The Court twice mentioned its refrain about not engaging in “judicial arm-chair-quarterbacking” in sports. Courts do this every single day in virtually all activities. Complex eye surgery is vastly more complicated than using resistance bands, but courts are not reluctant to rule in medical malpractice cases, even though it is likely that more of Indiana’s corps of judges participated in gym classes than attended medical school. The opinion’s list of “reckless” behavior, including biting an opponent’s ear or tossing a baseball bat or golf club at a competitor are typically intentional torts, though seemingly not in Indiana. Consequently, think long and hard about bringing sports injury cases in Indiana.

The decision is consistent with prior Indiana opinions, but the Court piled on. The opinion expressed not a word of sympathy for Bradberry but went out of its way to praise IU’s S&C coaches. Despite their years of experience, they failed to spend a mere ten seconds tying the bands to the machine. That would have prevented the injury, and it was “undisputed” that they used a configuration that has not intended by the machine’s manufacturer. Their lack of knowledge of “the inherent danger” of their behavior was their safety net.

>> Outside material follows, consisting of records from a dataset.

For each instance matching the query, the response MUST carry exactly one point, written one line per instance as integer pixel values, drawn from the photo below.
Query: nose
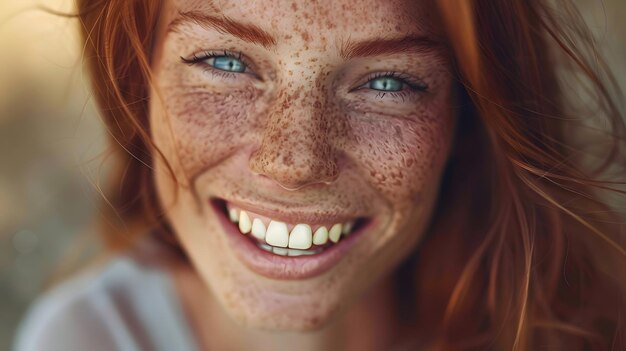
(296, 149)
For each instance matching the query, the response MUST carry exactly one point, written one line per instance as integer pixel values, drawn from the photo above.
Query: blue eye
(385, 84)
(227, 63)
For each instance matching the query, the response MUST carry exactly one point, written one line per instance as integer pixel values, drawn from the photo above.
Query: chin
(283, 317)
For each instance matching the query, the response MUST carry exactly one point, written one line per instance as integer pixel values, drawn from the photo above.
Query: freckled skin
(300, 133)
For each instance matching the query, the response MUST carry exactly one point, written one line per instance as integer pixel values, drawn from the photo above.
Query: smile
(287, 239)
(288, 246)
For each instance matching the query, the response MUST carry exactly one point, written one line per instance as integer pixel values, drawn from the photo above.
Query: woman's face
(292, 121)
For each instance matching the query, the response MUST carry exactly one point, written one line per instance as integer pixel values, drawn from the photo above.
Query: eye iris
(385, 84)
(230, 64)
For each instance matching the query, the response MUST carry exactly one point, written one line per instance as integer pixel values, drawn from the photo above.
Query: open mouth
(287, 239)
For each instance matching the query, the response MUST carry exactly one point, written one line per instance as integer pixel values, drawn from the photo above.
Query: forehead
(312, 21)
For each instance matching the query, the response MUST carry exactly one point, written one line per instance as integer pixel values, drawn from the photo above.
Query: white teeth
(277, 234)
(300, 237)
(335, 232)
(347, 228)
(280, 251)
(258, 229)
(244, 223)
(232, 214)
(321, 236)
(295, 253)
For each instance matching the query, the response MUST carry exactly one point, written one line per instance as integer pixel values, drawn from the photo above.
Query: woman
(339, 175)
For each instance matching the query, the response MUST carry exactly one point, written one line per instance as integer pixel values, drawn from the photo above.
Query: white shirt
(124, 306)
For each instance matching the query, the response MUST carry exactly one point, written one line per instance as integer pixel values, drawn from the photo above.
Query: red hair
(533, 251)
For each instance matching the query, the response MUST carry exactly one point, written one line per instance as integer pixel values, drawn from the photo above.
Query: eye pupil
(229, 64)
(385, 84)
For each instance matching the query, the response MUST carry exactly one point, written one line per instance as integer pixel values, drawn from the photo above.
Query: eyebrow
(223, 24)
(388, 46)
(348, 50)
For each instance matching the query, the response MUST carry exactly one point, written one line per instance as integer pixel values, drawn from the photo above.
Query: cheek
(207, 126)
(403, 157)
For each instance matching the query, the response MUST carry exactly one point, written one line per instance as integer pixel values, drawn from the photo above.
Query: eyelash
(414, 86)
(200, 58)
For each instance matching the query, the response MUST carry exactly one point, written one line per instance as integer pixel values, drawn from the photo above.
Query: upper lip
(289, 214)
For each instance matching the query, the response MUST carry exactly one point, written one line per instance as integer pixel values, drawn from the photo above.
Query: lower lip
(285, 267)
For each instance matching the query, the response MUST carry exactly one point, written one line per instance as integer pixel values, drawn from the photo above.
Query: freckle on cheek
(207, 125)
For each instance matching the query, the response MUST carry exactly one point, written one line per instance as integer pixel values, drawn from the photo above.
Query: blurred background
(51, 139)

The Court acknowledged that Bradberry had presented enough evidence to possibly survive a summary judgment motion based on negligence. Should not society want more from university staff? When is potentially negligent behavior to be praised by a court of law?

The notion that Bradberry was participating in a “voluntary” workout is disingenuous. Athletes who opt out pay a large price. Perhaps those playing football for Indiana should use their NIL-largese to purchase insurance to protect themselves from the possible negligence of “well qualified, highly experienced” coaches.